Hello, I'm having trouble when opening AMD OverDrive, it just BSOD's, and the crash gives me " AOD(something).sys"
Here's some details, and the BSOD log will be included in a attachment


Problem signature:
Problem Event Name:	BlueScreen
OS Version:	6.1.7601.2.1.0.768.3
Locale ID:	1033

Additional information about the problem:
BCCode:	3b
BCP1:	00000000C0000096
BCP2:	FFFFF8800A939912
BCP3:	FFFFF8800BB8DB30
BCP4:	0000000000000000
OS Version:	6_1_7601
Service Pack:	1_0
Product:	768_1

Thanks for reading, Rouids


----------



## Rouids (Sep 14, 2011)

*Re: BSOD when opening AMD OverDrive*

Edit: changed the RAR to a ZIP archive, sorry for that

· OS - Vista/ Windows 7 ? Win7
· x86 (32-bit) or x64 ? x64
· What was original installed OS on system? Win7
· Is the OS an OEM version (came pre-installed on system) or full retail version (YOU purchased it from retailer)? OEM
· Age of system (hardware) 2-3 months
· Age of OS installation - have you re-installed the OS? 2-3 months, and no

· CPU Intel Core i7 2600 @ 3.40GHz
· Video Card AMD RADEON HD 6450
· MotherBoard LENOVO To be filled by O.E.M. (CPU 1)

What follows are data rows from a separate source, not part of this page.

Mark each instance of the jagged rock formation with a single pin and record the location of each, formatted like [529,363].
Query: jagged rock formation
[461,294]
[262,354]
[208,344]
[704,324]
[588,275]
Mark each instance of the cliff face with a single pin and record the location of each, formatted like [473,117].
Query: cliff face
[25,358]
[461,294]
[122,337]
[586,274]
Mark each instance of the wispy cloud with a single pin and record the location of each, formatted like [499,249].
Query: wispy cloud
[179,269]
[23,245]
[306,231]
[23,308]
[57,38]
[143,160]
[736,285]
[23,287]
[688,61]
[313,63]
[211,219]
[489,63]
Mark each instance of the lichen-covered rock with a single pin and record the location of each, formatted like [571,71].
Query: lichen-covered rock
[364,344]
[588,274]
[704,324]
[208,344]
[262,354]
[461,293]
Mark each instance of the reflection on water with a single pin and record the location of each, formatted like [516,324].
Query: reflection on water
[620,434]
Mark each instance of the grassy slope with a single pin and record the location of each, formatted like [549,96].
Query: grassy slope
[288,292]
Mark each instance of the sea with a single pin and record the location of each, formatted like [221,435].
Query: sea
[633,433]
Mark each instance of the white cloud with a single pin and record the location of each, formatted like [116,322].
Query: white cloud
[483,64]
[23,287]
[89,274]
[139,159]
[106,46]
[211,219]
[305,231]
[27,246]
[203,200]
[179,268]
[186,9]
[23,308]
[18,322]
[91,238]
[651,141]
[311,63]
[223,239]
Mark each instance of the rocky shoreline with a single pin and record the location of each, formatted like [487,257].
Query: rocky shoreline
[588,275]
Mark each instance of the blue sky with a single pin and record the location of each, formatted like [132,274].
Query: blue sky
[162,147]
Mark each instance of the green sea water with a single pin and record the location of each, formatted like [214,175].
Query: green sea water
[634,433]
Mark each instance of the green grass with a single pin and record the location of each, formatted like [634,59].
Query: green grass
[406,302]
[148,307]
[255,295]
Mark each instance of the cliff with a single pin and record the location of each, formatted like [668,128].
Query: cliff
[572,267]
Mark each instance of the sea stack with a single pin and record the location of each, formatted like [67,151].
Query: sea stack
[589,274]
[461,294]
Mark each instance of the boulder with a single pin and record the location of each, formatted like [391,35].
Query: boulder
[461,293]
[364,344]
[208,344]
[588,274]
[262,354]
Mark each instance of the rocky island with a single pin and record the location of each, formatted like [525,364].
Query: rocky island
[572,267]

· System Manufacturer LENOVO


----------



## MvdB (Aug 16, 2011)

*Re: BSOD when opening AMD OverDrive*

Hello Rouids, welcome to TSF!

We'll go through a couple of things to check first:

1. Devices, See your Devices screen:

```
Security Processor Loader Driver    ROOT\LEGACY_SPLDR\0000    This device is not present, is not working properly, or does not have all its drivers installed.
SXUPTP Driver    ROOT\SYSTEM\0001    37
```
For the second one see this thread from MS: SXUPTP driver file not found - Microsoft Answers
For the first one, I have to check but I've seen it before as the result of an unfinished install of graphics driver (updates)...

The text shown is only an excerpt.